13.11. High Availability Disaster Recovery |
High Availability Disaster Recovery (HADR) uses log record shipping to keep a standby database in synch with your primary database. Then if that primary server fails, your applications can automatically switch their processing to the secondary server with absolutely no data loss.
DB2 High Availability Disaster Recovery (HADR) is a database replication feature that provides a high-availability and disaster recovery solution for complete as well as partial site failures. HADR is available as part of DB2 Enterprise Server Edition, and as an additional cost option on DB2 Workgroup Server Edition and DB2 Express Edition. In an HADR environment you will have two database servers, the primary and secondary.
The primary server is where the source database is stored and accessed (see Figure 13.10). As transactions are processed on the source database server, database log records are automatically shipped to the secondary server. The secondary server has a database that is cloned from the source database, typically by backing up the database and restoring it. When HADR is started, log records are captured on the primary database and sent to the secondary database. Once received they are replayed on the secondary database. Through continuous replay of the log records, the secondary database keeps an in-synch replica of the primary database and acts as a standby database.
When a failure occurs on the primary database, the standby database takes over the transactional workload and becomes the new primary database (see Figure 13.11). If the failed server later becomes available again, it can be resynchronized to catch up with the new primary database and the transactions that have been performed.

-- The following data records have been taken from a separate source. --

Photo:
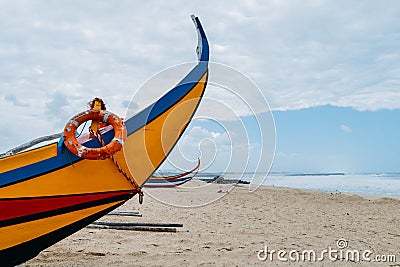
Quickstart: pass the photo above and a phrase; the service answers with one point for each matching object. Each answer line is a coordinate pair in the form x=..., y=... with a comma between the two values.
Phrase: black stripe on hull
x=28, y=250
x=76, y=207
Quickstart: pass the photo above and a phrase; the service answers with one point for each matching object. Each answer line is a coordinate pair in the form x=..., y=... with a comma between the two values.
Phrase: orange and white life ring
x=103, y=152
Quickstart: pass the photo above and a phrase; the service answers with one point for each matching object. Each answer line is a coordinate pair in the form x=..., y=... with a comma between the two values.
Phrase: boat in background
x=173, y=180
x=48, y=193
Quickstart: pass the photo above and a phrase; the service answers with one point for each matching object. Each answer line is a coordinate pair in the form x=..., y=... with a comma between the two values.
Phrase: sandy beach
x=237, y=229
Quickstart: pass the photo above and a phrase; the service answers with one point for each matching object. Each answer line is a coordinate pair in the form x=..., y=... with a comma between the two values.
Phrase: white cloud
x=346, y=128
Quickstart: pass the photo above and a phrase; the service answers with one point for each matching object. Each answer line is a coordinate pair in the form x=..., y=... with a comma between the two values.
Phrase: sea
x=359, y=183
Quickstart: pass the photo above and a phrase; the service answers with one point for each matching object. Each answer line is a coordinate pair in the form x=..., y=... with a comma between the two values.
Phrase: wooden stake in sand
x=139, y=224
x=134, y=228
x=125, y=213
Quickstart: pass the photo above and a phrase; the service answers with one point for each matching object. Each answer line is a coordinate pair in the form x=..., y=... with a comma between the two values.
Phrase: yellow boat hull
x=48, y=193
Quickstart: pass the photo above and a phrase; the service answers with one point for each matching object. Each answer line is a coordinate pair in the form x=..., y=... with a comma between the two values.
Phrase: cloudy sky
x=329, y=69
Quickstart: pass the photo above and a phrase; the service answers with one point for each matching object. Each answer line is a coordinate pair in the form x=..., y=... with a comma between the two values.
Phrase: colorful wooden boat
x=48, y=193
x=173, y=180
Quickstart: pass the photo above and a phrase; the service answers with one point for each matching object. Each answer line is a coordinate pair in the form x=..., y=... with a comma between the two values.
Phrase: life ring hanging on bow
x=103, y=152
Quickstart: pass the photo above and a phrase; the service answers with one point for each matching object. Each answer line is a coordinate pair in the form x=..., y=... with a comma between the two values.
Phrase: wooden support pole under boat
x=134, y=228
x=139, y=224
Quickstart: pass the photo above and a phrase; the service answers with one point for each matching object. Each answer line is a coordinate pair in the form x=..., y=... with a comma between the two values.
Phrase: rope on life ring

At this time the former primary database now becomes the new standby database (see Figure 13.12).
Now that you understand how HADR works, let's take a closer look at the steps for setting up HADR.

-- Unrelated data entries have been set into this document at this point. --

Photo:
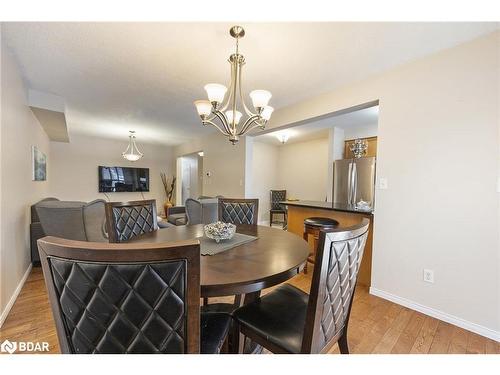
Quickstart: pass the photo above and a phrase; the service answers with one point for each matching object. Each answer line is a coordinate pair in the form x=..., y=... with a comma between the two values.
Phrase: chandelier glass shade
x=132, y=152
x=224, y=108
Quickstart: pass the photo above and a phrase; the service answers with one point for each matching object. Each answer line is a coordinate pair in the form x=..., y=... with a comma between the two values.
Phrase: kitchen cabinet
x=371, y=151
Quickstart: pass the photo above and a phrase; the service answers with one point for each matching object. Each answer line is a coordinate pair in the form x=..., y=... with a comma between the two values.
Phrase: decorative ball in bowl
x=219, y=231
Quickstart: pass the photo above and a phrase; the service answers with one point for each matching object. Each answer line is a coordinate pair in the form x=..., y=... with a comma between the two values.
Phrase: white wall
x=438, y=147
x=19, y=131
x=366, y=131
x=264, y=176
x=73, y=170
x=225, y=162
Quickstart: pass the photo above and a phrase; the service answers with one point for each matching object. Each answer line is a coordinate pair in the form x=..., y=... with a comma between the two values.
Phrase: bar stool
x=312, y=226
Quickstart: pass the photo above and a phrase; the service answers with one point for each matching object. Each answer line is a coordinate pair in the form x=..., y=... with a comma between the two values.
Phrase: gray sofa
x=74, y=220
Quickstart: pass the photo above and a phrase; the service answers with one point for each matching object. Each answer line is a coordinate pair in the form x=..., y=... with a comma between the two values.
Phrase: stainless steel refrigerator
x=353, y=182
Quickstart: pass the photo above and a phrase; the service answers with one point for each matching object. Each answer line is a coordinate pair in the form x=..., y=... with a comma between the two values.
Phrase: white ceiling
x=117, y=77
x=357, y=122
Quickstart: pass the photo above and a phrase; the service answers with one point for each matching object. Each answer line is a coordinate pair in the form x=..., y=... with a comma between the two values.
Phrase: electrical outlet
x=428, y=276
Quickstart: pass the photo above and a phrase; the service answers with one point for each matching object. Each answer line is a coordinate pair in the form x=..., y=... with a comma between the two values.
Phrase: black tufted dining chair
x=125, y=220
x=128, y=298
x=288, y=320
x=239, y=211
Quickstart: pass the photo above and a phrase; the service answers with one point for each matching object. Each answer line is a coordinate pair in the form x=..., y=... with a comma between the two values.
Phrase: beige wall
x=73, y=171
x=19, y=131
x=264, y=176
x=438, y=147
x=303, y=169
x=225, y=162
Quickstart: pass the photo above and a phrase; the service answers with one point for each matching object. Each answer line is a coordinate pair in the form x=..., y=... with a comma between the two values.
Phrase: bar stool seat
x=312, y=226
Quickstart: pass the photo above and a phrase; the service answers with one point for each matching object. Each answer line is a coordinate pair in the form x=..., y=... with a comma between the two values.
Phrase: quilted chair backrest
x=276, y=197
x=239, y=211
x=111, y=299
x=338, y=259
x=125, y=220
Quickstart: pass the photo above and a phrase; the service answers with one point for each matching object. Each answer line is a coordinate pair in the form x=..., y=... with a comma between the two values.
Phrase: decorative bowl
x=219, y=231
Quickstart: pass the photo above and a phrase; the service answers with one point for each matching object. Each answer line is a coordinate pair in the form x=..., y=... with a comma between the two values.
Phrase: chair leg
x=343, y=346
x=235, y=343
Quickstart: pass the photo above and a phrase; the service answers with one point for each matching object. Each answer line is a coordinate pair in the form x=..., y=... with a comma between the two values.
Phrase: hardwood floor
x=376, y=326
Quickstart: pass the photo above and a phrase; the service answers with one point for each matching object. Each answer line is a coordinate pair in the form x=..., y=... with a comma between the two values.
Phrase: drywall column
x=335, y=152
x=248, y=167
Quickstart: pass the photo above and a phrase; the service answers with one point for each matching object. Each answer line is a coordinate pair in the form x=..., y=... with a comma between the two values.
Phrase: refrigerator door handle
x=354, y=183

After you have identified the HADR pair (i.e., the primary and standby databases), you need to enable archival logging on the primary database (see section 13.2.4.2, Archival Logging).

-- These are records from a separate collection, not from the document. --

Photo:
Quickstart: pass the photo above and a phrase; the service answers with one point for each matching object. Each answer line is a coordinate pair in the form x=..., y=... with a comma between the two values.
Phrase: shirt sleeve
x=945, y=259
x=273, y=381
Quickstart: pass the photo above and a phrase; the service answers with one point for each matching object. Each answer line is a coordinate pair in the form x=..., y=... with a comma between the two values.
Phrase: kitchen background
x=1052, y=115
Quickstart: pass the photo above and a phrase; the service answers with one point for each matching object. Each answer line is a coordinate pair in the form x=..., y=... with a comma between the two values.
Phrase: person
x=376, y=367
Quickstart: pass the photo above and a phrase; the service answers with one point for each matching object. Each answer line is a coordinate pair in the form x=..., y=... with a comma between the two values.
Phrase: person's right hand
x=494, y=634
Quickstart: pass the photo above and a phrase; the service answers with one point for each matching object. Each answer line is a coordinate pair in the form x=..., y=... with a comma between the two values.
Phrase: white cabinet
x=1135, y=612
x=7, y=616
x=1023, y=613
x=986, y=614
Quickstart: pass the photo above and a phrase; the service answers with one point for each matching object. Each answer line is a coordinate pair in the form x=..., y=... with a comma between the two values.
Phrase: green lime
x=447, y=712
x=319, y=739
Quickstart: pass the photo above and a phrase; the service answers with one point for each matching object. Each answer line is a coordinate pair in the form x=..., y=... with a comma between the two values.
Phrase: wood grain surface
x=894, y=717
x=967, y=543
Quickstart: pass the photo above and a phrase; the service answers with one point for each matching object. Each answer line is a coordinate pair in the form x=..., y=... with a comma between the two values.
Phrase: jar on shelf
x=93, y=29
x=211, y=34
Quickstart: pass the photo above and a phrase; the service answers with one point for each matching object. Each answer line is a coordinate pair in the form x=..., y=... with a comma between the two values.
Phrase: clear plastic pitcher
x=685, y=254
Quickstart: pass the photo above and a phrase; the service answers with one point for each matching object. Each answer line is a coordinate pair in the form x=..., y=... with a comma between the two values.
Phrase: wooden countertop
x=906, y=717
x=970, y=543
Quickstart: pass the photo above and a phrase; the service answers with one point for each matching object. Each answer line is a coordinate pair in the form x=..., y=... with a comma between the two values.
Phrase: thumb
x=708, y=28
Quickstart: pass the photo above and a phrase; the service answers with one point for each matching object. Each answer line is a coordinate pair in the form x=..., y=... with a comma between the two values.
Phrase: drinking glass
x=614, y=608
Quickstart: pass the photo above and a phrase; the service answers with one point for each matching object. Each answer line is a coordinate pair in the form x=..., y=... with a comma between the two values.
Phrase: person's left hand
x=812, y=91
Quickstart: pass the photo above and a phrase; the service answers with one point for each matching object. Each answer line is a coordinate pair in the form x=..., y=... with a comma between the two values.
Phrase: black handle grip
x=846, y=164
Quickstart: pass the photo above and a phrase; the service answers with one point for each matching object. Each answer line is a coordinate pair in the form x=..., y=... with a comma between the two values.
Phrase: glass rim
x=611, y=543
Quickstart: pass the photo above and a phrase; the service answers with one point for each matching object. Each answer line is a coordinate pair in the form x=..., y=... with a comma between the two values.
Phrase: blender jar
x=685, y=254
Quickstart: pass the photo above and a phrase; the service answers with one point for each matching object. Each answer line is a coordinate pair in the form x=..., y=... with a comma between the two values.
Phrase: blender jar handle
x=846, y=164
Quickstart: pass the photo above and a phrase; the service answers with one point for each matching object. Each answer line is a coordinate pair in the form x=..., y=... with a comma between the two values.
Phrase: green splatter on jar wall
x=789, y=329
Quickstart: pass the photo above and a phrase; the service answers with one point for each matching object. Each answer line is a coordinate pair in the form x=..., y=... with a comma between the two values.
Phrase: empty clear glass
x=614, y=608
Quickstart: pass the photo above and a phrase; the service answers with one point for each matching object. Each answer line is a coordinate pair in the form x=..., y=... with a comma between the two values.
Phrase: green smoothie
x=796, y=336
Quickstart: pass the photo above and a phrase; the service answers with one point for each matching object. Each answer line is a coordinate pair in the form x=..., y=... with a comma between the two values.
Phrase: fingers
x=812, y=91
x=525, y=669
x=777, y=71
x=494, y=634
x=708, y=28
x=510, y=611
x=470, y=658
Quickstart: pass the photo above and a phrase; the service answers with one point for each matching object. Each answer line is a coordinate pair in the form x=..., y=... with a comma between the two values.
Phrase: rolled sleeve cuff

You also need to configure the database configuration parameters that are related to HADR on the primary and standby databases. Table 13.3 lists these parameters.
HADR-Related DB CFG Parameter | Description |
---|---|
HADR_LOCAL_HOST | Specifies the local host (i.e., TCP/IP server information) for HADR communication. Either a host name or an IP address can be used. |
HADR_LOCAL_SVC | Specifies the TCP/IP service name or port number on which the HADR process accepts connections. |
HADR_REMOTE_HOST | Specifies the TCP/IP host name or IP address of the secdondary HADR node. |
HADR_REMOTE_SVC | Specifies the TCP service name or port number that will be used by the secondary HADR node. |
HADR_REMOTE_INST | Specifies the instance name of the secondary server. Administration tools, such as the DB2 Control Center, use this parameter to contact the server. |
HADR_TIMEOUT | Specifies the time (in seconds) that the HADR process will wait before determining that a communication attempt has failed. |
HADR_SYNCMODE | Specifies the synchronization mode. It determines how primary log writes are synchronized with the standby database when the systems are in peer state (see section 13.11.2.3, Starting the Standby Database). Valid values are SYNC, NEARSYNC, or ASYNC (see section 13.11.3, Synchronization Modes). |
HADR_DB_ROLE | Specifies the current role of a database (STANDARD, PRIMARY, or STANDBY) and whether it is online or offline. |
You can clone the primary database by taking a full database backup of the primary database, copy the backup image to the standby system, and restore it to a new or existing standby database. After the database restore, the standby database is placed in roll forward pending state. This means that the standby database will not be active to process any read or write transactions until it takes over the primary database role in the event of a failover.
Note that strict symmetry of table space and container configuration is required on the standby database. The name, path, and size of the containers must match the primary database. If any of the configurations do not match, HADR may fail to replicate the data to the standby database.
When the standby database is started, it enters the local catch-up state. Pending log records (if any) will be replayed on the standby database (see Figure 13.13).
When the end of any local pending log records is reached, the standby database enters the remote catch-up state. It replays log records from the primary database until the standby database is caught up. The primary database must be active for the standby database to be in the remote catch-up state.
When all of the log records on the primary system have been replayed, the primary and standby databases enter the peer state, which is when log records are shipped and applied to the standby database whenever the primary database flushes these log records to disk. You can specify one of the three synchronization modes to protect from potential loss of data (see section 13.11.3, Synchronization Modes).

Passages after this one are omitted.